Adicionalmente, aproximadamente 15,6% do patrimônio líquido (PL) está alocado em séries subordinadas de CRIs e 2,9% em mezaninos, que são estruturas inerentemente mais arriscadas.
Dados sobre Cotistas e Liquidez
Atualmente, o HABT11 conta com cerca de 60 mil cotistas e um patrimônio líquido de R$ 768 milhões. Apesar da base de investidores ser ampla, o tamanho relativamente pequeno comparado aos principais fundos imobiliários do mercado limita a liquidez, com uma média diária de transações em torno de R$ 780 mil.
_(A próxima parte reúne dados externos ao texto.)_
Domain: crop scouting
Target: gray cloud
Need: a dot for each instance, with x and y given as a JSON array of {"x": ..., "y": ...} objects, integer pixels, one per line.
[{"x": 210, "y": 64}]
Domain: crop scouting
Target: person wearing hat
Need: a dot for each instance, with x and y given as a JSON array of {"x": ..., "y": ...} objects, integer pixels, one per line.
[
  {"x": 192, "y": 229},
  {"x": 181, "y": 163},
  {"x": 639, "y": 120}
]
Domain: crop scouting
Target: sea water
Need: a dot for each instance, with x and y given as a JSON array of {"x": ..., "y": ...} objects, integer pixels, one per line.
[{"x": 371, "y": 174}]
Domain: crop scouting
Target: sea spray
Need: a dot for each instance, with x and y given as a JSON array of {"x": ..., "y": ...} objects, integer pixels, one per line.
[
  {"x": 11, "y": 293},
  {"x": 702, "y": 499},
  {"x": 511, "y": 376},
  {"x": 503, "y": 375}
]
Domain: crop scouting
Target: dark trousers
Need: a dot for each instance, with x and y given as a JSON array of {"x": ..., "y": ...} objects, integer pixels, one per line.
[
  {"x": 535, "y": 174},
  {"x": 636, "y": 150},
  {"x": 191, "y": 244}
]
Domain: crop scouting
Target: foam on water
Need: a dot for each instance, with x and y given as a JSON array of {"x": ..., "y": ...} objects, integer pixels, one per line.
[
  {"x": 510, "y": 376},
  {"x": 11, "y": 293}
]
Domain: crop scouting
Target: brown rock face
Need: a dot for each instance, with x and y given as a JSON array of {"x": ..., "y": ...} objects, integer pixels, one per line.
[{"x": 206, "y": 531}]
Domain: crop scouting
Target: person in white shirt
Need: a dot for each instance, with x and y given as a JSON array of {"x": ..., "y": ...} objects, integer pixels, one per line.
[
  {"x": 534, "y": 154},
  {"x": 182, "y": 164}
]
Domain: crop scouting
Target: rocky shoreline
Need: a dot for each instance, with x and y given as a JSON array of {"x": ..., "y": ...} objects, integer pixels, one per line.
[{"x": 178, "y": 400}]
Segundo a XP, essa situação pode impactar os preços de compra e venda das cotas, dependendo do volume das ordens efetuadas.
Medidas de Gestão e Desafios
Entre as iniciativas implementadas pela gestão do fundo, destaca-se o encerramento de posições em CRIs Lugano (representando 4,8% do PL) e Allure (0,62%) no início de 2025, bem como em Natural Ville e Cumaru SP (1,94%) em abril do mesmo ano.
Apesar dessas decisões, a XP aponta que 15,2% do PL continua exposto a operações que estão desenquadradas em relação às métricas de controle, as quais estão sendo monitoradas, mas ainda não mostram a recuperação esperada, embora com uma tendência positiva identificável.
Além disso, 1,7% do patrimônio líquido está alocado em CRIs que enfrentam situação creditícia mais delicada, adicionando mais uma camada de risco à carteira do fundo.
Essa análise ressalta a necessidade de uma atenção constante por parte dos investidores, uma vez que o ambiente econômico e as particularidades do mercado imobiliário exigem uma avaliação criteriosa dos ativos disponíveis.